Le parole del direttore generale, con un passato nell'IRI di Prodi, pesano come macigni. Oltre al cumulo dei debiti, sulla crisi dell'Atac incide l'alto tasso di assenteismo, l'inosservanza delle regole contrattuali di una parte non esigua di lavoratori, l'impossibilità di premiare i meritevoli e assumere nuovi quadri e manager, con profilo adeguato alla sfida del risanamento e del rilancio.

Anche la riforma Madia concorre a rallentare, se non a bloccare, questo necessario processo di cambiamento. Va in fumo, pertanto, la retorica degli ultimi due o tre anni sulla forza propulsiva dell'annunciato riordino delle società partecipate locali. In sostanza, uno scatto di efficienza a fronte di ulteriori irrigidimenti burocratici si rivela un'illusione.
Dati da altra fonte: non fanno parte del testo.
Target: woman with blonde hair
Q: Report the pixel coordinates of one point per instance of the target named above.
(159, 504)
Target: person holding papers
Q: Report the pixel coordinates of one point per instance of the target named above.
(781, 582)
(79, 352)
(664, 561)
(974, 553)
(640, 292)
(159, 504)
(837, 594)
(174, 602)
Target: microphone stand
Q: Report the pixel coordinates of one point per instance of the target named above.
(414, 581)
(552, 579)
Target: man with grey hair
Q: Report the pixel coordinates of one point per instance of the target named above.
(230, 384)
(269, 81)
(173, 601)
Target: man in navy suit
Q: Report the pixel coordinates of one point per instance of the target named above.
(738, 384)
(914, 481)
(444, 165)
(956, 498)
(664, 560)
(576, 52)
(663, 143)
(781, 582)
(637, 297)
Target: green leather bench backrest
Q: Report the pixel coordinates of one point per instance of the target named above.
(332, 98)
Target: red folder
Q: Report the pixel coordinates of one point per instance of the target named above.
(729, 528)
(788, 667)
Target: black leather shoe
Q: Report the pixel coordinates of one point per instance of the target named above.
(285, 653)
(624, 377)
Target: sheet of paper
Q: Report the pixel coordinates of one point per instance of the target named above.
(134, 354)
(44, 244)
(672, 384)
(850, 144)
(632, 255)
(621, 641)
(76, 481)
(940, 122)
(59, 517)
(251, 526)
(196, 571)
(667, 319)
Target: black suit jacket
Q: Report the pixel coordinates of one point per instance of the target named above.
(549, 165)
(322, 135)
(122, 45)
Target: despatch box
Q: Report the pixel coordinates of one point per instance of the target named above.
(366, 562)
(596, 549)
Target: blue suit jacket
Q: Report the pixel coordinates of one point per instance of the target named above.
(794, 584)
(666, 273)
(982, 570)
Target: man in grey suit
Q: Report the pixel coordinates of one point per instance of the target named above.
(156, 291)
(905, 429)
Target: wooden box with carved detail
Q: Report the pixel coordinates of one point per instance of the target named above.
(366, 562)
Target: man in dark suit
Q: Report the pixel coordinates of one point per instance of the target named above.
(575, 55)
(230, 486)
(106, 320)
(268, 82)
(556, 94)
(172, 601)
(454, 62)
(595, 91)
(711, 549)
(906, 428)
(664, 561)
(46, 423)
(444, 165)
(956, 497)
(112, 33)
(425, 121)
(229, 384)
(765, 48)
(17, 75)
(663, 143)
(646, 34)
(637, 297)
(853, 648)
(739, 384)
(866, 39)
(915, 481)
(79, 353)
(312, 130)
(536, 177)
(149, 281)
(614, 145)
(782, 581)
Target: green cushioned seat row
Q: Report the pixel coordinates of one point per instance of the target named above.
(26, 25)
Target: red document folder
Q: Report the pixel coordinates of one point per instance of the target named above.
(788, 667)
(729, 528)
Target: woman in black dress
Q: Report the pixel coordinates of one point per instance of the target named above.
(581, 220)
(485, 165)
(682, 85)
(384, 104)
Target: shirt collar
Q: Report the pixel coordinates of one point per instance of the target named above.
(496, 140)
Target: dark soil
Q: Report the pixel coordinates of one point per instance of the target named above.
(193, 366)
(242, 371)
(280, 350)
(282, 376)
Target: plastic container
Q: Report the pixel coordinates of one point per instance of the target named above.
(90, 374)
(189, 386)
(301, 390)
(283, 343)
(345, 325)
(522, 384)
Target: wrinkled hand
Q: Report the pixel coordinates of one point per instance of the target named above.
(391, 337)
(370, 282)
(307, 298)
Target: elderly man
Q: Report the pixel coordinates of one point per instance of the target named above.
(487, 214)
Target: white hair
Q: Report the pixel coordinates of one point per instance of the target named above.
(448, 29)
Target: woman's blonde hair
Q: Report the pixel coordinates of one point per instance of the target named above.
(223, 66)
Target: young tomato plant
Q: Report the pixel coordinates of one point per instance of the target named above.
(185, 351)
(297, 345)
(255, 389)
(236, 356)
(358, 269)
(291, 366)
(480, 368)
Dopo un anno di amministrazione Raggi si scopre che nulla è stato fatto per rimettere l'Atac in condizione di camminare con le proprie gambe. Il problema, di riflesso, tocca anche il Pd. In effetti, il sostegno dato al referendum radicale sull'affidamento del trasporto alle logiche e alle dinamiche del mercato, ha senso se si traduce in fretta nell'articolazione di un piano di ristrutturazione (anzitutto del debito).

Il tempo degli "effetti speciali", con battute a vuoto e senza efficacia, è terminato. A Roma servono proposte chiare e scelte coraggiose. E dall'opposizione ci si aspetta un contributo utile, al riparo di facili strumentalità, perché non entusiasma più nessuno un gioco a rimpiattino, fatto di sole denunce e tanta superficialità.